PARİS SALDIRSININ ARDINDAKİ ANA GERÇEK..
Kurdlere yönelik yapılan Paris saldırısının ardındaki ana gerçek Ortadoğu halklarının Avrupalı halklarla birlikte ulus devlet faşizmine yönelmesini engelleme.. Avrupa halklarının içine alındığı siyonist soykırım çemberini gzileyerek faşizimle hedef şaşırtma..
Kurdlere yönelik yapılan Paris saldırısının ardındaki ana gerçek Ortadoğu (Mezopotamya-Kurdistan-Anadolu) halklarının Avrupalı halklarla birlikte ulus devlet faşizmine, ulus devlet faşizminin ardındaki siyonist-terörist soykırımcı sermayeye halkların birlikte yönelmesini engellemeye yönelik bir cia-mosad-m16 operasyonudur..Almanyada İmparatorluk aile fertlerine yapışan operasyonla pariste kurdlere yapılan sadırı siyonistlerin birer operasyonu..
Burada özellikle şiddeti yayarak dünya insanlığının uyanmasının ana mimarı Kurd halkını hedefe koymaktır.. Ama nafile dünya halkları dünyanın her yerinde iki halkı çoktan rehber seçtiler.. Ruslar ve Kurdler.. İnsanlık bu iki halkı takip ederek insan soyunun sıfırlanma operasyonunu dünyanın tüm kıtalarında tersine çevirmeye harekatını başlattılar.. Avrupa halkları siyonistlerin Kurd çocuklarını avlamalarına asla izin vermeyecekler..
Hasta diye yutturulmaya çalışılan saldırganın ardiyesi eşelendiğinde siyonist bir Yahudi olduğu kendiliğinden ortaya çıkacaktır..
Dünya genelinde Amerika-Asya-Avrupa, dünya halkları, insanlık siyonist terörizmin faşist ulus devletlerle, dinli dinsiz terör lejyonları ile, hava-su-yiyecek-içecek, gıda genom akla gelecek herşeyi silaha dönüştürdüğünü de görmeye başladılar..
İlaç-Gıda-Genom-Bilişim.. gibi küresel firmaların sahipleri olan, bir tek siyonist aile ve firmanın servetinin dünyanın en büyük ülkelerinden fazla. Terörist Nato örgütü ile Zelensky gibi cici oğlanları ile Rusyayı da mideye indirmek için harekete geçen siyonist soykırımcı-soytarılar hergeçen gün bütün insanlık tarafından görülmeye ve çözülmeye başlandılar..
Halklar ve kıtalar fakirleşip soykırım, savaş ve hastalıklarla mülteci yapılıp yok edilirken, düşürülürken.. Bu siyonist soykırımcılar dünyanın bütün kıtalarında dünya halklarının herşeylerine konmaya ele geçirmeye başladılar.. Düzmece 1.2. dünya savaşlarının ardından da bütün dünyayı ele geçirdiler..
Dünya halkları kıta kıta bu soykırımcı siyonist sergerde aile ve firmaları çözmeye giderek ablukaya almaya başladı..

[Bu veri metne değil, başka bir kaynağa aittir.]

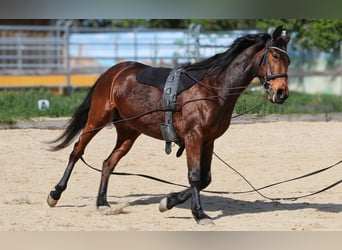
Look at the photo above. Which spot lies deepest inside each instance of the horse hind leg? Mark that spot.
(92, 127)
(125, 140)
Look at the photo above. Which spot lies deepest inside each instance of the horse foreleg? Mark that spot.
(125, 141)
(199, 178)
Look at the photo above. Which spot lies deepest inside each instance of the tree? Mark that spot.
(318, 34)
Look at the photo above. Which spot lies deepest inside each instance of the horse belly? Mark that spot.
(142, 107)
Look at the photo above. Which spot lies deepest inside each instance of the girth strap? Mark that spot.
(169, 103)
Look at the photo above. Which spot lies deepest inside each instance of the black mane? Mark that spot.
(216, 64)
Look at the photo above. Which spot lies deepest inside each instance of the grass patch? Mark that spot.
(22, 105)
(297, 103)
(18, 105)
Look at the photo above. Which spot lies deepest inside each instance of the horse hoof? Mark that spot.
(163, 205)
(51, 201)
(206, 221)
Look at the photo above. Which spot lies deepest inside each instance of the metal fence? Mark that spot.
(64, 49)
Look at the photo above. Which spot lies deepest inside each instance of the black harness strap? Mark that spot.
(169, 104)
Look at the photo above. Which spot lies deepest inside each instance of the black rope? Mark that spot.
(257, 190)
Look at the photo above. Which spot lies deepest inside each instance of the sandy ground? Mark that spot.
(263, 152)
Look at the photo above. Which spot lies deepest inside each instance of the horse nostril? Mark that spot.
(282, 94)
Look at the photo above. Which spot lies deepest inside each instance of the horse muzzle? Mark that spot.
(277, 95)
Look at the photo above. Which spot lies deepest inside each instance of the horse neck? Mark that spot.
(239, 74)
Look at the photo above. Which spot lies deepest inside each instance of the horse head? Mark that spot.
(273, 67)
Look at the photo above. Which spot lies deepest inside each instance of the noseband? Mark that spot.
(266, 79)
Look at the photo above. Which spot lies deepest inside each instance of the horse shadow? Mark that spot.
(231, 207)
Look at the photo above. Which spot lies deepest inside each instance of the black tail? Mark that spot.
(76, 123)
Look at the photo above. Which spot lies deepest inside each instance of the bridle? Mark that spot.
(265, 80)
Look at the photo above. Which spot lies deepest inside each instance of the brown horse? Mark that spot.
(202, 114)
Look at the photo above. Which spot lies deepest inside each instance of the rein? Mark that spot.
(254, 189)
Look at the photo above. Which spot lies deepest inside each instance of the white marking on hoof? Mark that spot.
(163, 205)
(51, 202)
(119, 209)
(206, 221)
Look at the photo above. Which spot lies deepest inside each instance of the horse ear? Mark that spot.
(287, 38)
(277, 33)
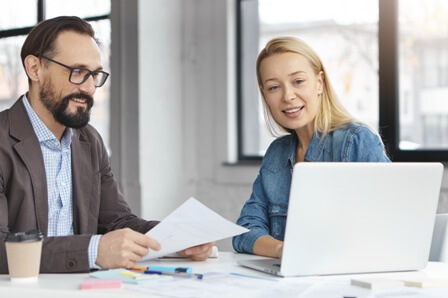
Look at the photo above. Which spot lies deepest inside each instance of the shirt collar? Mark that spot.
(315, 148)
(43, 134)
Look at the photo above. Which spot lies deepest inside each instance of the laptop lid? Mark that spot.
(360, 217)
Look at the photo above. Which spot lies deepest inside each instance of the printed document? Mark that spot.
(189, 225)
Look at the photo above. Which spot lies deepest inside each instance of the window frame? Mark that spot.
(389, 124)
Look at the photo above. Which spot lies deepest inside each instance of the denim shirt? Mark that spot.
(265, 211)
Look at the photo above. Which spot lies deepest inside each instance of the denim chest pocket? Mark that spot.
(277, 220)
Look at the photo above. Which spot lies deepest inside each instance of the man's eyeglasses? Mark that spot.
(80, 75)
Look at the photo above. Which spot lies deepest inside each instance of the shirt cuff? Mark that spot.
(93, 251)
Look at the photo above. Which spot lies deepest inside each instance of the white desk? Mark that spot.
(67, 285)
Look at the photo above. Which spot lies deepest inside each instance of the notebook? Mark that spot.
(357, 218)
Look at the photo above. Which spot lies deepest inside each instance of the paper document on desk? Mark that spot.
(189, 225)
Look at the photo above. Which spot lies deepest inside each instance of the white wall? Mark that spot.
(186, 84)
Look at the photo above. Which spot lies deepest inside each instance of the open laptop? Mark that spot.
(357, 218)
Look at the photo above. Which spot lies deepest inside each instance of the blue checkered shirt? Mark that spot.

Burada dünya halklarının, ulusların birbiriyle buluşmasını engelleme, siyonistlerin yüzyıllardır yok etmeye çalıştığı dünyanın imparatorluk, kraliyet, soylu aile ve sülalelerin birbiriyle buluşmasını engellemek yönünde insanlığın harekete geçmemesi için özellikle Avrupa da ırkçı saldırılarla hedef yanıltmaya, faşizmi tavan yaptırarak dünya halklarının ortak noktalarda birbiriyle buluşmasını engelleme yönünde ne gerekiyorsa yapmaya, hatta güçleri yeterse devletler arası nükleer savaş çıkararak insanlığın kendilerini yargılamasından kaçmak için her yol yönteme başvuracaklar..
İnsanlık Ortadoğu-Asya ve tüm kıtalarda halklara ait ne varsa siyonist şatolara taşıyan soykırımcıların tüm oyunlarını boşa çıkaracak ve hepsini teker-teker avlayarak hesap soracak, insanlık kıtalar bazında federasyonlara, dünya bazında ise konfederasyona geçerek..
İnsanlık, uzayda kolonileşme, her insana bir gezegen .. Boyutuna açılıyor.. Bu açılımın ana yolu ise soykırım-gaspla insan beynini kitleyen, insanı köleleştiren, insanlara ait ne varsa şatolarına taşıyan, özgür irade ve düşünceyi ortadan kaldırarak insan soyunu düşünemeyen, hastalıklı salak hayvanlara çeviren siyonist terörizmi ve ardiyesindeki sermayeyi yok etmekle mümkün olduğunu tüm insanlık giderek görmeye ve kıtalar bazında harekete geçmeye başladılar.. Yüzyıllardır dünyamızı binbir şeytani oyunla ele geçiren, insan soyunu sıfırlamak için operasyon üstüne operasyon yapan siyonizim insanlığın kendilerine yönelmesini durdurmak için biyolojik, nükleer vb. her silahtan her oyuna herşeyi kullanacaktır..
7/24/365 GÖZETİM ALTINA ALINMALRI ŞART..
Köşeye sıkıştıkça bir intihar bombacısı gibi dünyamızı da kendiyleriyel birlikte havaya uçurmaya bakan siyonist soytarıların tüm firmalrı ve karanlık ardiyeleri ile 24 saat gözetim altına alınmaları, yan kolları ile hangi ülke ve kıtada neler yaptıkları acilken araştırlmalıdır.. .. Bundan dolayı dünya halkları ve devletleri ne olursa olsun bu siyonist soytarıların karanlık ardiyesine girip çözmeleri ablukaya almaları çözmeleri insanlığın geleceği açısından olmazsa olmaz bir gerçektir..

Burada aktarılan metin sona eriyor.